Duke University Torts Principles in Determining Negligence & Intentional Claims HWSchool
Note: Must have access to below listed course book. Also, study guide is attached.
Kubasek, N., Browne, M. N., Herron, D. J., Dhooge, L. J., & Barkacs, L. (2016). Dynamic business law: The essentials (3rd ed.). New York, NY: McGraw-Hill Education.
Dave is a driver for Empire Courier Service. Around the company, Dave is known as sort of a hothead. During his previous employment at another company, Dave had been involved in a workplace fistfight with a fellow employee, resulting in criminal charges.
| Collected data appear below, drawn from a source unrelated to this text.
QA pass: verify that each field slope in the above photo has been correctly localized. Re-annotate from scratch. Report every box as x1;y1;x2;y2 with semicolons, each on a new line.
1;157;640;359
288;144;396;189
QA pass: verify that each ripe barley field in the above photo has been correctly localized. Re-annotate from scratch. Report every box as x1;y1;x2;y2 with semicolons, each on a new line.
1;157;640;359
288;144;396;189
One day, between deliveries and in a company vehicle, Dave decides to get lunch. While leaving the parking lot at Big Burrito Bistro, the favorite lunch spot for most Empire Courier employees, Dave negligently causes a car accident with another vehicle, resulting in injuries to Victor, the driver of the other car. As Dave and Victor are waiting on the side of the road for the police to arrive, Victor comments to Dave, “Oh, you drive for Empire Courier Service. It doesn’t surprise me that Empire hires bad drivers because their service stinks, and their prices are too high!” Dave is so offended that Victor would insult his employer’s professional reputation that he punches Victor in the face, causing Victor to suffer even more injuries. Empire Courier Service does not, as a matter of policy, do criminal background checks on its employees.
Considering the legal principles discussed in Chapter 20, explain who is liable for Dave’s negligence for causing the car accident, and explain who is liable for Dave’s intentional tort for punching Victor. Provide your answers in a case analysis of a minimum of 500 words. Cite any direct quotes or paraphrased material from outside sources. Use APA format.